Reputation: 779
I'm trying to get original score from this link: https://www.rottentomatoes.com/m/avengers_endgame/reviews
I am getting something returned, but it's not what I'm expecting. I'm getting a list of something like this:
[<selenium.webdriver.remote.webelement.WebElement (session="e31633b4d123fff6432c6726cc26ad65", element="a9b96431-d527-4b79-8ddd-01d18f362cbd")>
(I just gave an example of one, but there is a list of these)

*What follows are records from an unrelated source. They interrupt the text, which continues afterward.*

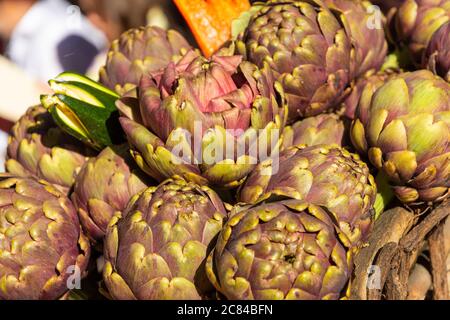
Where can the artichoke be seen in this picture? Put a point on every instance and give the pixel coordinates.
(209, 121)
(365, 27)
(38, 147)
(322, 175)
(404, 128)
(104, 186)
(283, 250)
(437, 55)
(321, 129)
(370, 82)
(308, 49)
(41, 244)
(157, 250)
(139, 51)
(414, 23)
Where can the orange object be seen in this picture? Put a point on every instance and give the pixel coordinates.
(210, 20)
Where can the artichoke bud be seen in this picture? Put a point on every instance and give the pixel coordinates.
(84, 109)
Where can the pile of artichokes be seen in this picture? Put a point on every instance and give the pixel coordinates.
(250, 174)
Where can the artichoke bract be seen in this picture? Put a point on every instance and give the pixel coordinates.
(157, 250)
(104, 186)
(43, 252)
(139, 51)
(207, 120)
(414, 23)
(38, 147)
(282, 250)
(308, 49)
(321, 129)
(437, 55)
(366, 27)
(404, 128)
(322, 175)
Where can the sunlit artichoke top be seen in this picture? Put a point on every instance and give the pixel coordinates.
(104, 186)
(201, 118)
(404, 128)
(43, 253)
(323, 175)
(283, 250)
(308, 49)
(139, 51)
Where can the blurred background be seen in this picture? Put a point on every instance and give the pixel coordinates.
(41, 38)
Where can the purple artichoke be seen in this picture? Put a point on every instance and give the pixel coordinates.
(41, 243)
(139, 51)
(39, 148)
(210, 121)
(322, 175)
(282, 250)
(104, 186)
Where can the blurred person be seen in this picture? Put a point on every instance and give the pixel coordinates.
(47, 37)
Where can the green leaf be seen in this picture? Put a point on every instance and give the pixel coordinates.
(102, 125)
(240, 24)
(77, 78)
(84, 109)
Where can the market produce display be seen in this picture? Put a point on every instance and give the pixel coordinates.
(218, 101)
(42, 244)
(105, 185)
(138, 52)
(323, 175)
(296, 146)
(390, 128)
(284, 250)
(156, 248)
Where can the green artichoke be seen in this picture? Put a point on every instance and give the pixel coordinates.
(321, 129)
(158, 249)
(370, 82)
(41, 244)
(322, 175)
(414, 23)
(308, 49)
(365, 27)
(404, 128)
(38, 147)
(283, 250)
(139, 51)
(104, 186)
(209, 121)
(437, 55)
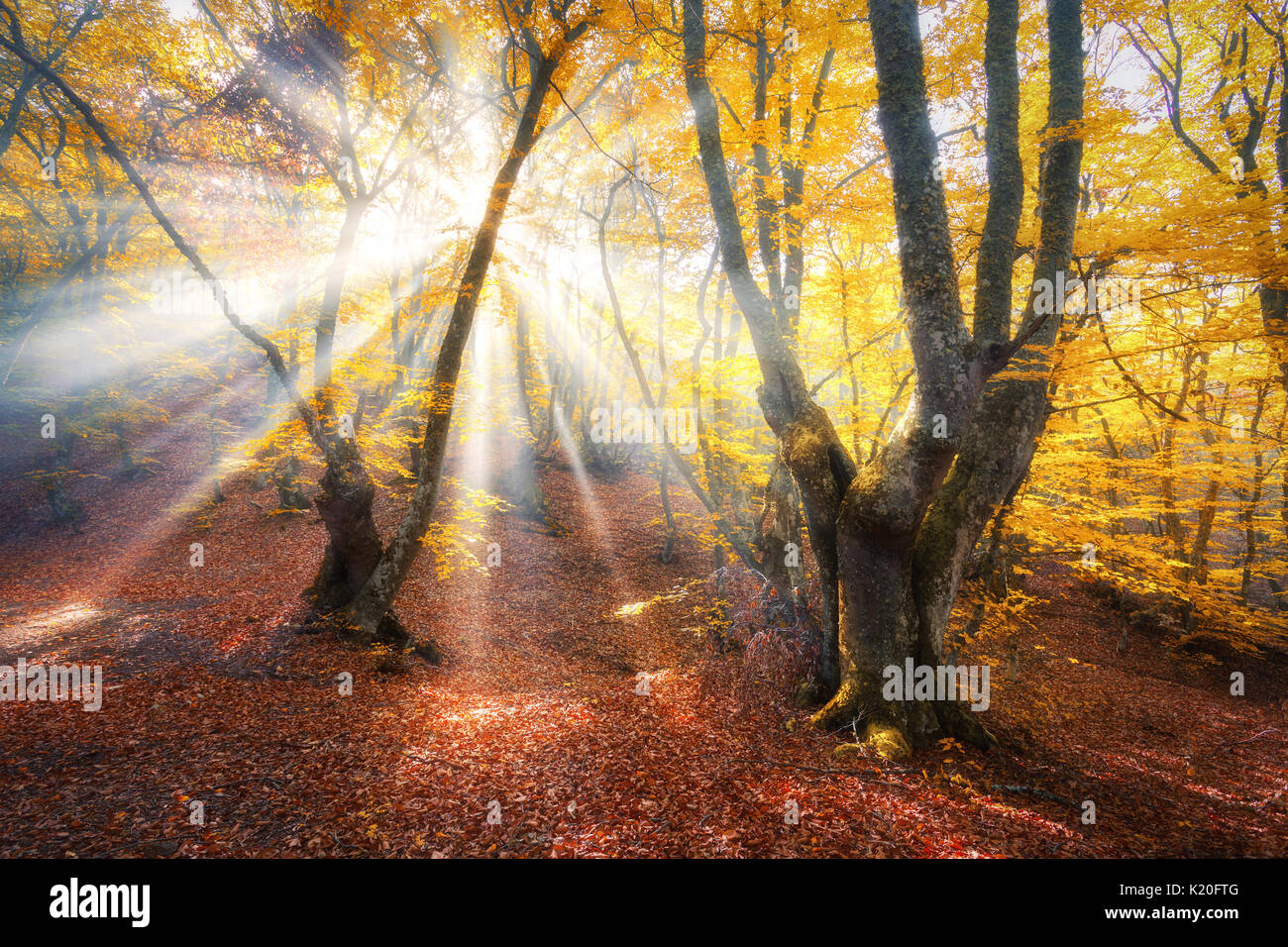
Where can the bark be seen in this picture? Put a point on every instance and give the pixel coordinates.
(866, 547)
(806, 441)
(370, 607)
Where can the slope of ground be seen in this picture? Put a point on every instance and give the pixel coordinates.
(537, 736)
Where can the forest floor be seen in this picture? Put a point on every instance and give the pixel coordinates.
(535, 715)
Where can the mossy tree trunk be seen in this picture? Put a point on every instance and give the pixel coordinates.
(892, 539)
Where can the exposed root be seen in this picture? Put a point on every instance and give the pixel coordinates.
(389, 631)
(844, 709)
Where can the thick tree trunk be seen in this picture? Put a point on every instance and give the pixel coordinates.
(370, 607)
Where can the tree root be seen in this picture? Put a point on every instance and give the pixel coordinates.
(390, 630)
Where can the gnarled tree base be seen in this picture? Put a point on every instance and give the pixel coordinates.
(849, 705)
(390, 630)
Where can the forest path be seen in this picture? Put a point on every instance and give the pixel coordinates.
(535, 738)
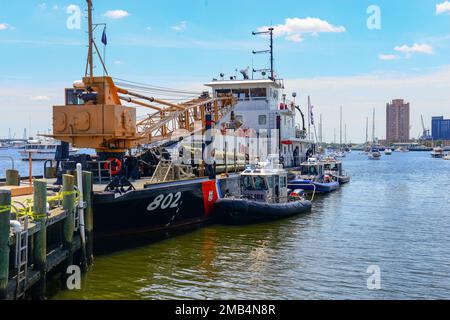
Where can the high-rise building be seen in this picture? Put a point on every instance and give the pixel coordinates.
(397, 121)
(440, 128)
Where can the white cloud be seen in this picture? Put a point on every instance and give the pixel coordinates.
(5, 26)
(387, 57)
(294, 28)
(415, 48)
(116, 14)
(426, 90)
(180, 27)
(443, 7)
(40, 98)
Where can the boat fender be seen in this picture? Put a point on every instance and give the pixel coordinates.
(116, 166)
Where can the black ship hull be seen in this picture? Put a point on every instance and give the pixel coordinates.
(152, 213)
(243, 212)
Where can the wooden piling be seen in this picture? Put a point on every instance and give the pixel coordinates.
(69, 207)
(12, 177)
(5, 216)
(40, 238)
(88, 216)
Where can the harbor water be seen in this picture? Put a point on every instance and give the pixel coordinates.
(394, 215)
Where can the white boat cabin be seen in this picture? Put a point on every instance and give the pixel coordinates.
(265, 183)
(312, 169)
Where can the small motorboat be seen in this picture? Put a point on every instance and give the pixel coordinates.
(374, 154)
(264, 197)
(334, 168)
(340, 154)
(402, 149)
(312, 178)
(438, 153)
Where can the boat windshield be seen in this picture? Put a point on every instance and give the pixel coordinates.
(253, 183)
(260, 183)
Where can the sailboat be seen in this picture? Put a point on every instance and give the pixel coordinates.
(341, 152)
(374, 153)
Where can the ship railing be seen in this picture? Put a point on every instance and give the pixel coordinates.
(101, 170)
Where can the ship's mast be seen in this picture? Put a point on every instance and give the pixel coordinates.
(90, 62)
(340, 127)
(367, 130)
(270, 51)
(373, 127)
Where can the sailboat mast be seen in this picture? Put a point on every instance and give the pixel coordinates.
(373, 127)
(345, 134)
(309, 118)
(340, 128)
(91, 40)
(367, 130)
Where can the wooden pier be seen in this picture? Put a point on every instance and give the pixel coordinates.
(43, 229)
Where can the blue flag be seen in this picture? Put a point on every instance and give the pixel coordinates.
(104, 38)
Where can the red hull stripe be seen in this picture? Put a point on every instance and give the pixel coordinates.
(209, 196)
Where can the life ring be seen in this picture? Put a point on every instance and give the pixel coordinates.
(113, 164)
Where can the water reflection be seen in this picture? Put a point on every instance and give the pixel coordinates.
(390, 215)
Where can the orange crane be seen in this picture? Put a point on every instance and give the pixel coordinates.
(94, 116)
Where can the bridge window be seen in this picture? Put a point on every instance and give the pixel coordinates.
(262, 120)
(72, 97)
(260, 183)
(283, 183)
(223, 92)
(258, 93)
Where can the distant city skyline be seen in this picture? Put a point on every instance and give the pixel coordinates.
(397, 121)
(323, 49)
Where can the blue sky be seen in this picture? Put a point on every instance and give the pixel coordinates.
(339, 61)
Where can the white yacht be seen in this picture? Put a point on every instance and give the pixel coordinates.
(438, 152)
(41, 150)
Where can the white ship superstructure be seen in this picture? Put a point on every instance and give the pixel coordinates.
(263, 108)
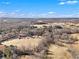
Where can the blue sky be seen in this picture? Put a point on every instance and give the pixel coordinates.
(39, 8)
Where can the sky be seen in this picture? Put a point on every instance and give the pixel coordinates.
(39, 8)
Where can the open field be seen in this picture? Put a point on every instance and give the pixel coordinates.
(40, 39)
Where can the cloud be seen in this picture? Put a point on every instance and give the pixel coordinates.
(33, 15)
(68, 2)
(62, 3)
(72, 2)
(51, 12)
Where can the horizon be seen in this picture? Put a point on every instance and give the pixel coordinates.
(39, 8)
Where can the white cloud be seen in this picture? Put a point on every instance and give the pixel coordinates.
(6, 3)
(72, 2)
(51, 12)
(62, 3)
(68, 2)
(33, 15)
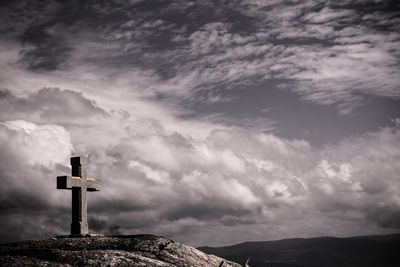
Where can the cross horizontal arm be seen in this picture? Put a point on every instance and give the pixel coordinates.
(92, 184)
(67, 182)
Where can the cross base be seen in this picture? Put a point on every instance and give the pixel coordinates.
(79, 228)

Here's what I'm using to get this result:
rows = driver.find_elements_by_xpath("//div[@class='row review_table_row']")
scores =[]
for row in rows:
scores.append(row.find_elements_by_xpath('//div[contains(concat(" ",normalize-space(@class)," ")," review_desc ")]//div[contains(concat(" ",normalize-space(@class)," ")," small ")]'))
Does anyone know what's wrong with xpath?
Upvotes: 1
Views: 289
Reputation: 18960
We could use a bit more specific XPath that ensures it contains a score in the first place
driver.get("https://www.rottentomatoes.com/m/avengers_endgame/reviews")
rows = driver.find_elements_by_xpath("//div[@class='row review_table_row' and contains(., 'Original Score:')]")
then the extraction becomes easy
scores =[]
for row in rows:
scores.append(row.text.split('Original Score: ')[1])
Out[20]: ['2.5/4.0', '4/5', '9/10', '3/5', '2.5/5', '5 / 5', '3.5/4', '4/4', '4/5', '4/5', 'B+', '3.5/4', 'B+', '7/10', '9/10']
Upvotes: 1
Reputation: 138
You can try this:
response.xpath('//div[@class="small subtle review-link"]').get().split('Original Score: ')[1].split('\n')[0]
And the ending result would be:
'2.5/4.0'
Upvotes: 1